Barton campaign manager Craig Murphy was unapologetic.
"It's just a normal fundraiser," he said. "You've got to have a fundraiser if you're going to raise money and have a campaign. Everybody does it."
Lawmakers are always seeking more enticing formats than the typical stand-up cocktail party. Golf outings have been popular. Some offer ski trips or fishing excursions.
With 132 takers, the train ride will gross more than a quarter of a million dollars – far more than most lawmakers can command in one shot. But Mr. Barton's panel has jurisdiction over nearly half the issues Congress controls – such as oil policy, pro baseball, Medicare and environmental regulation.
Mr.
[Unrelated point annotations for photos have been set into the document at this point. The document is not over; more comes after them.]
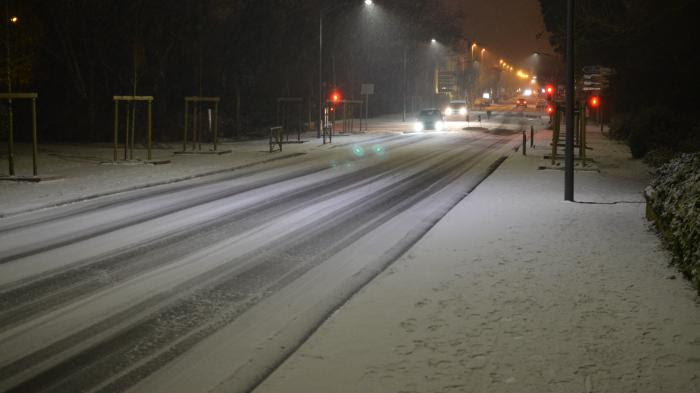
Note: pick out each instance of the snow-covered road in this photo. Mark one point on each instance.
(183, 287)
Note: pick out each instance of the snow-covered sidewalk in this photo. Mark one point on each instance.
(518, 291)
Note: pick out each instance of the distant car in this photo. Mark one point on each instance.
(456, 109)
(430, 119)
(482, 102)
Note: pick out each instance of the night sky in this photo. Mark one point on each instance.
(508, 27)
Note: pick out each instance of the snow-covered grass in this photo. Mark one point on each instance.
(518, 291)
(675, 200)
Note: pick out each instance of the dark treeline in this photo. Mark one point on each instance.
(653, 47)
(79, 53)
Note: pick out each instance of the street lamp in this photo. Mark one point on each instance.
(322, 12)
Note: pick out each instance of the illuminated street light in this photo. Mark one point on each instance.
(522, 75)
(322, 12)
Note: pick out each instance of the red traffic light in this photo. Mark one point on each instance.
(594, 102)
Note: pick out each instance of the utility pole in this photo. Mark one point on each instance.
(570, 95)
(10, 138)
(405, 55)
(320, 74)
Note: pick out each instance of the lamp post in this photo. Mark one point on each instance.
(10, 142)
(322, 13)
(569, 153)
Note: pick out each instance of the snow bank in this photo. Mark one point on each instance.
(674, 201)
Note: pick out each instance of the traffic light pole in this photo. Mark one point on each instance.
(570, 95)
(320, 74)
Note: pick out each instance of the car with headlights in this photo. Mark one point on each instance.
(429, 119)
(456, 109)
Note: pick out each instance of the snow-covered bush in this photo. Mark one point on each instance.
(676, 203)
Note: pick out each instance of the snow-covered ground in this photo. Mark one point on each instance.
(200, 281)
(518, 291)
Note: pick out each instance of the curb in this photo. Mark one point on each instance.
(144, 186)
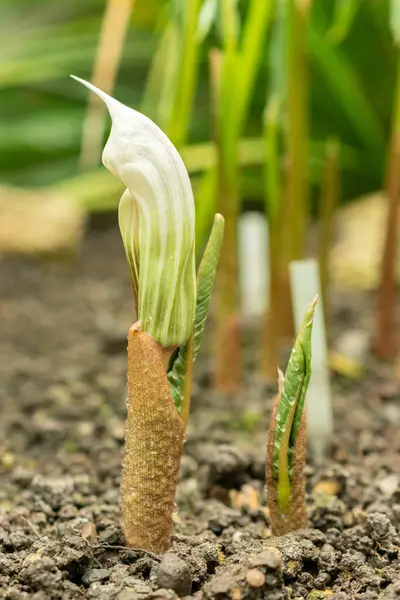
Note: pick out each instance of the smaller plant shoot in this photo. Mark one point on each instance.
(286, 446)
(156, 219)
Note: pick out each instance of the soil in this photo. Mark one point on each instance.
(62, 389)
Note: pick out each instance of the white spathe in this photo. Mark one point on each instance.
(157, 221)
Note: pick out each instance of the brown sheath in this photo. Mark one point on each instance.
(153, 448)
(296, 516)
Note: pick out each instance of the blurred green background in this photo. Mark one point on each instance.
(352, 68)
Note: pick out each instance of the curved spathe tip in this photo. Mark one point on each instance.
(111, 103)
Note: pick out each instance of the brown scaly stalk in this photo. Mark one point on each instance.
(227, 351)
(153, 447)
(108, 55)
(287, 437)
(171, 308)
(329, 200)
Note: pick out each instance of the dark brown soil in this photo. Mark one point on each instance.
(62, 390)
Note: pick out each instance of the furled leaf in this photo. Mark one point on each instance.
(291, 398)
(205, 282)
(156, 220)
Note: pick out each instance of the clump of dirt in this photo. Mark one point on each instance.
(62, 410)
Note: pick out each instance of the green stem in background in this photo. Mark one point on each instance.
(286, 448)
(114, 27)
(224, 75)
(272, 327)
(330, 191)
(386, 338)
(188, 70)
(297, 122)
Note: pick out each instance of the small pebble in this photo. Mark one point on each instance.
(255, 578)
(174, 574)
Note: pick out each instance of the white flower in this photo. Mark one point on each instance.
(156, 219)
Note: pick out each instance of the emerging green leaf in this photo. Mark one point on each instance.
(205, 282)
(156, 218)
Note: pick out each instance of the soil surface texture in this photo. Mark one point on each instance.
(62, 410)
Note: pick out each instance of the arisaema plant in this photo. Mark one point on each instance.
(286, 447)
(157, 223)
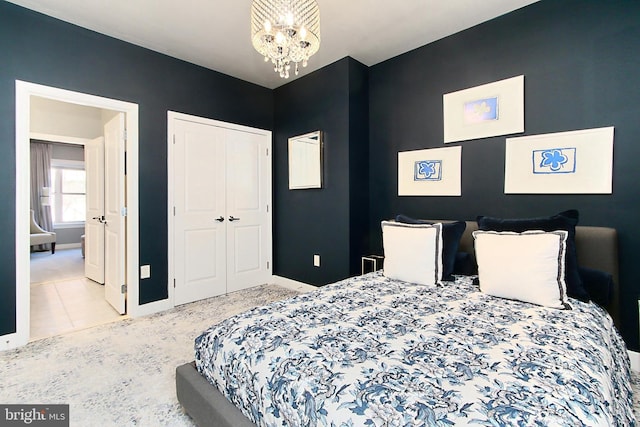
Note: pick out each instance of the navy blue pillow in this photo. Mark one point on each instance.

Barton suffered a minor heart attack last month and recovered quickly. Elected with Mr. DeLay in 1984, he trails Rep. Ralph Hall in seniority by four years. But Mr. Hall was a Democrat until 2004. And with Mr. DeLay's fall amid allegations of corruption, Mr. Barton has emerged as de facto leader of Texas GOP members, urging them last week with mixed success to back Rep. Roy Blunt's bid for majority leader.
Powerful as he is, Mr. Barton is Texas' only chairman – a far cry from the influence Texas enjoyed for most of the past quarter-century. Democrat Jim Wright served as majority leader and speaker. Republican Dick Armey was majority leader from 1994 until three years ago. Mr. DeLay served as majority whip under him, then as majority leader for the last three years.
Redistricting forced out ranking Democrats on three committees. If Republicans can hang on to the majority, two more could be chairmen by this time next year.
Mr. Hall is in line to take over the Science Committee, and Rep. Lamar Smith of San Antonio is the top contender for the Judiciary Committee.
There's no nastier name one Democrat can call another these days than "Friend of Tom."
Former Rep. Ciro Rodriguez of San Antonio, touting the endorsement of former Sen. Bob Krueger in his bid to unseat Laredo Rep. Henry Cuellar, alleged that his opponent had a "tight relationship with Tom DeLay, from the favors he did as Rick Perry 's secretary of state to hosting fundraisers for DeLay's legal defense fund."
Mr. Cueller did serve the GOP governor. He did stump for President Bush.
And after ousting Mr. Rodriguez by a few dozen votes in 2004, he has voted with Mr. DeLay's side more often than nearly any other Democrat.
But host a DeLay fundraiser? Not true, as Rodriguez media consultant James Aldrete acknowledged after an inquiry.
"I inserted it from memory," he said. "I'm going to back off on that."
Todd J. Gillman covers Congress and the Texas delegation.